Le 7 janvier 891 est marqué par la naissance du calife ommeyade : Adb al-Rahman III, surnommé An-Nâsir. C’est sous son règne que l’Espagne musulmane connaît sa période la plus brillante.

 

Un orphelin

Abd al-Rahman voit le jour en 891 à Cordoue. Orphelin dès son plus jeune âge, il est élevé par son grand-père Abd allah ben Muhammad, septième émir ommeyade de Cordoue. A l’âge de 21 ans, il accède au trône et ne rencontre aucune contestation. Toutefois, le territoire qu’il hérite est en proie à des conflits internes.
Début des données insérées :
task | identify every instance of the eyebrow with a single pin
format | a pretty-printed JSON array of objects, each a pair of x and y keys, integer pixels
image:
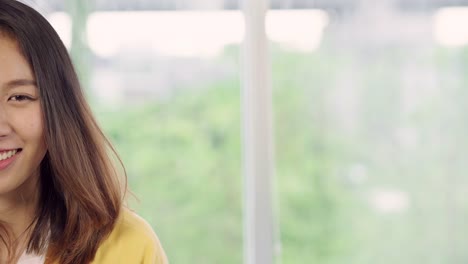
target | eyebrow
[{"x": 20, "y": 82}]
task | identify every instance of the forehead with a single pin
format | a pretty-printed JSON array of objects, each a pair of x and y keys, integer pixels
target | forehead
[{"x": 13, "y": 65}]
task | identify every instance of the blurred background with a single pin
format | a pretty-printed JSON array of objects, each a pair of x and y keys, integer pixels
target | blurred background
[{"x": 370, "y": 101}]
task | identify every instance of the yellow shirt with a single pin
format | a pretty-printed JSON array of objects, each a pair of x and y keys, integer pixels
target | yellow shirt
[{"x": 131, "y": 242}]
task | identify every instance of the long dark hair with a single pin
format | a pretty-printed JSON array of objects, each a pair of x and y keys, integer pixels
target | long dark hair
[{"x": 80, "y": 194}]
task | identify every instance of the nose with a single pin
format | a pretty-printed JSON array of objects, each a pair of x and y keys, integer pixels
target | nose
[{"x": 5, "y": 127}]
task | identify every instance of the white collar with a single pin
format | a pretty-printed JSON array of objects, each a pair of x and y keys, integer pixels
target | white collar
[{"x": 31, "y": 259}]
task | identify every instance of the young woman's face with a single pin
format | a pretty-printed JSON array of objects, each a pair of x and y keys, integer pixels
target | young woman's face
[{"x": 22, "y": 144}]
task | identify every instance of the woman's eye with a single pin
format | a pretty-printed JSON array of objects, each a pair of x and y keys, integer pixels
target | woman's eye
[{"x": 19, "y": 98}]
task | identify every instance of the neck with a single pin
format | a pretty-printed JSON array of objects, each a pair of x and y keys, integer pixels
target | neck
[{"x": 17, "y": 213}]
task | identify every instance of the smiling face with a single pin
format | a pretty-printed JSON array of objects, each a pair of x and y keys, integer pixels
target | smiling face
[{"x": 22, "y": 144}]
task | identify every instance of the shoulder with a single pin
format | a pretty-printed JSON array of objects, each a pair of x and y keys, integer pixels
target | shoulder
[{"x": 131, "y": 241}]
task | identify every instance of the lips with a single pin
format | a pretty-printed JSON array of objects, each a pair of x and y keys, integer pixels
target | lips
[
  {"x": 7, "y": 157},
  {"x": 8, "y": 154}
]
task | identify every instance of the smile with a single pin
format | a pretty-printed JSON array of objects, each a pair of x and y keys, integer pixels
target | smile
[{"x": 8, "y": 154}]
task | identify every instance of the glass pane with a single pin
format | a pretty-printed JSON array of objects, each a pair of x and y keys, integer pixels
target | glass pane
[
  {"x": 370, "y": 125},
  {"x": 163, "y": 80}
]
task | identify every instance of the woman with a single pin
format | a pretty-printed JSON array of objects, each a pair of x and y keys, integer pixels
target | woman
[{"x": 60, "y": 197}]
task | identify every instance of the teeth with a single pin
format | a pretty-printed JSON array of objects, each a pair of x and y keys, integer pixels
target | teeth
[{"x": 7, "y": 154}]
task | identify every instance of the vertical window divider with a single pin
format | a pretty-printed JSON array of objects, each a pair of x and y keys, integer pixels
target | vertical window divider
[{"x": 257, "y": 137}]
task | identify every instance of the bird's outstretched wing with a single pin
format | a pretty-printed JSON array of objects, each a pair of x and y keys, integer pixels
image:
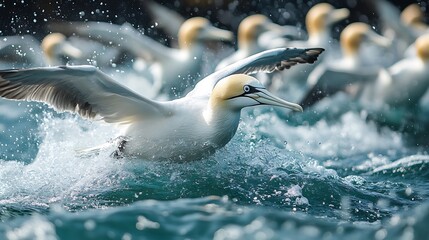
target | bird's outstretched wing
[
  {"x": 81, "y": 89},
  {"x": 266, "y": 61},
  {"x": 125, "y": 37},
  {"x": 325, "y": 82}
]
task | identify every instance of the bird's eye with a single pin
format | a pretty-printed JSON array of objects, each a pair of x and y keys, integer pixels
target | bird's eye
[{"x": 246, "y": 88}]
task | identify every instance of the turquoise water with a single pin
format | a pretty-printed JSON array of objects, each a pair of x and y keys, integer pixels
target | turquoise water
[{"x": 329, "y": 174}]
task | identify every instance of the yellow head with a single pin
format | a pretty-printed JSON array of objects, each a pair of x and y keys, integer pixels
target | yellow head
[
  {"x": 50, "y": 42},
  {"x": 323, "y": 15},
  {"x": 412, "y": 15},
  {"x": 252, "y": 26},
  {"x": 354, "y": 34},
  {"x": 422, "y": 47},
  {"x": 238, "y": 91},
  {"x": 54, "y": 45},
  {"x": 199, "y": 29}
]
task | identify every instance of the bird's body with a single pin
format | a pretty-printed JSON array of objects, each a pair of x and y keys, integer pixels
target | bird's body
[
  {"x": 319, "y": 21},
  {"x": 170, "y": 70},
  {"x": 249, "y": 31},
  {"x": 349, "y": 71},
  {"x": 184, "y": 129},
  {"x": 404, "y": 83}
]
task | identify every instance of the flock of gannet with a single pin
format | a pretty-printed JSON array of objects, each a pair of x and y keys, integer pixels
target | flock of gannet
[{"x": 201, "y": 114}]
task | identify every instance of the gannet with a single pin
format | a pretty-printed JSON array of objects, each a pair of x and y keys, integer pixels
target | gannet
[
  {"x": 339, "y": 74},
  {"x": 404, "y": 83},
  {"x": 249, "y": 31},
  {"x": 319, "y": 21},
  {"x": 172, "y": 70},
  {"x": 183, "y": 129},
  {"x": 402, "y": 28},
  {"x": 20, "y": 51},
  {"x": 414, "y": 17},
  {"x": 55, "y": 47}
]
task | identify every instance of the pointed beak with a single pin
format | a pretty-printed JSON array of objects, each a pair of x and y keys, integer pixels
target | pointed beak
[
  {"x": 214, "y": 33},
  {"x": 338, "y": 15},
  {"x": 378, "y": 39},
  {"x": 266, "y": 98}
]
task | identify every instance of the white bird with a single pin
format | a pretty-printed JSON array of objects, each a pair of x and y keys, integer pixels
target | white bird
[
  {"x": 319, "y": 21},
  {"x": 350, "y": 71},
  {"x": 404, "y": 83},
  {"x": 171, "y": 70},
  {"x": 183, "y": 129},
  {"x": 402, "y": 28},
  {"x": 249, "y": 31},
  {"x": 56, "y": 47},
  {"x": 26, "y": 51}
]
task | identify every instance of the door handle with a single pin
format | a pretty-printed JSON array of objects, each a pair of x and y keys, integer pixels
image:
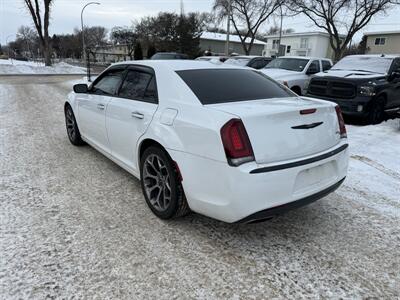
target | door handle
[{"x": 137, "y": 115}]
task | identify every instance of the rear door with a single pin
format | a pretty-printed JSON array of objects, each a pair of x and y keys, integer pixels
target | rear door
[
  {"x": 92, "y": 107},
  {"x": 130, "y": 113}
]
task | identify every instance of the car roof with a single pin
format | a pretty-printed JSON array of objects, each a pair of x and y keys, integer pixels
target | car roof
[
  {"x": 247, "y": 56},
  {"x": 304, "y": 57},
  {"x": 177, "y": 65},
  {"x": 375, "y": 55}
]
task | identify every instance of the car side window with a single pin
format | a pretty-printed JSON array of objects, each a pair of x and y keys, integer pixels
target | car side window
[
  {"x": 326, "y": 65},
  {"x": 109, "y": 83},
  {"x": 140, "y": 86},
  {"x": 314, "y": 66},
  {"x": 396, "y": 65}
]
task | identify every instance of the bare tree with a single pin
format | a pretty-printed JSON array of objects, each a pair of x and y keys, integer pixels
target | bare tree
[
  {"x": 247, "y": 16},
  {"x": 42, "y": 27},
  {"x": 124, "y": 36},
  {"x": 336, "y": 15}
]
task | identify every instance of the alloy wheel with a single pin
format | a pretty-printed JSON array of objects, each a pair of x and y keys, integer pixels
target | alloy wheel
[
  {"x": 157, "y": 183},
  {"x": 70, "y": 121}
]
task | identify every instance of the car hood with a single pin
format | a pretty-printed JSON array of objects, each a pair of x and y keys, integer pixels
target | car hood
[
  {"x": 279, "y": 73},
  {"x": 350, "y": 74}
]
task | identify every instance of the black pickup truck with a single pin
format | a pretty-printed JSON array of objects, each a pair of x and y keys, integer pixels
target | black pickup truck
[{"x": 362, "y": 85}]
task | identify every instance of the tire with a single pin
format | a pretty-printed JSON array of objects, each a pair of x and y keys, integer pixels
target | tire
[
  {"x": 73, "y": 133},
  {"x": 161, "y": 185},
  {"x": 377, "y": 111}
]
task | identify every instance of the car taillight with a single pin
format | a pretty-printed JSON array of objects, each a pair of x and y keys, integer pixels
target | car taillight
[
  {"x": 342, "y": 127},
  {"x": 236, "y": 143}
]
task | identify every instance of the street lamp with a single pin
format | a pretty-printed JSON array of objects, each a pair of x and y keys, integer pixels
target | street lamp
[{"x": 83, "y": 34}]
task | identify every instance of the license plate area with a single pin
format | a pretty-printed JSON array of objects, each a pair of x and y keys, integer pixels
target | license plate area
[{"x": 315, "y": 178}]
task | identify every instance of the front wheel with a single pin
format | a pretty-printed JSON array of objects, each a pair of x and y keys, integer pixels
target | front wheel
[
  {"x": 74, "y": 135},
  {"x": 161, "y": 184}
]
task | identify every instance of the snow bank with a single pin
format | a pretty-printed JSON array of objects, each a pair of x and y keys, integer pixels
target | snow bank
[
  {"x": 374, "y": 169},
  {"x": 29, "y": 67}
]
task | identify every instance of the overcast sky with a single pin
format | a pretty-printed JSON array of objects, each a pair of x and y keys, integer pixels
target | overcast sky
[{"x": 66, "y": 15}]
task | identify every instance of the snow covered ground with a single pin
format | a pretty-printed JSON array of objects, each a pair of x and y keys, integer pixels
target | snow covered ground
[
  {"x": 9, "y": 66},
  {"x": 374, "y": 170},
  {"x": 75, "y": 225}
]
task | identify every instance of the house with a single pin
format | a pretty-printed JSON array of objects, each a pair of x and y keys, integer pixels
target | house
[
  {"x": 215, "y": 43},
  {"x": 112, "y": 53},
  {"x": 314, "y": 44},
  {"x": 383, "y": 42}
]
Le nouvel émir décide alors d’adopter une politique plus radicale pour instaurer la paix.

 

Un émir devenu calife

Dès son arrivée au pouvoir, Abd al-Rahman se montre ainsi plus ferme vis-à-vis des gouverneurs rebelles. Pour les maîtriser, il n’hésite pas à initier les affrontements durant lesquels, les perdants sont sévèrement punis et leurs terres sont reprises par l’émirat. Toutefois, l’émir fait preuve d’une grande équité envers les musulmans et les chrétiens qui décident de se soumettre en déposant leurs armes.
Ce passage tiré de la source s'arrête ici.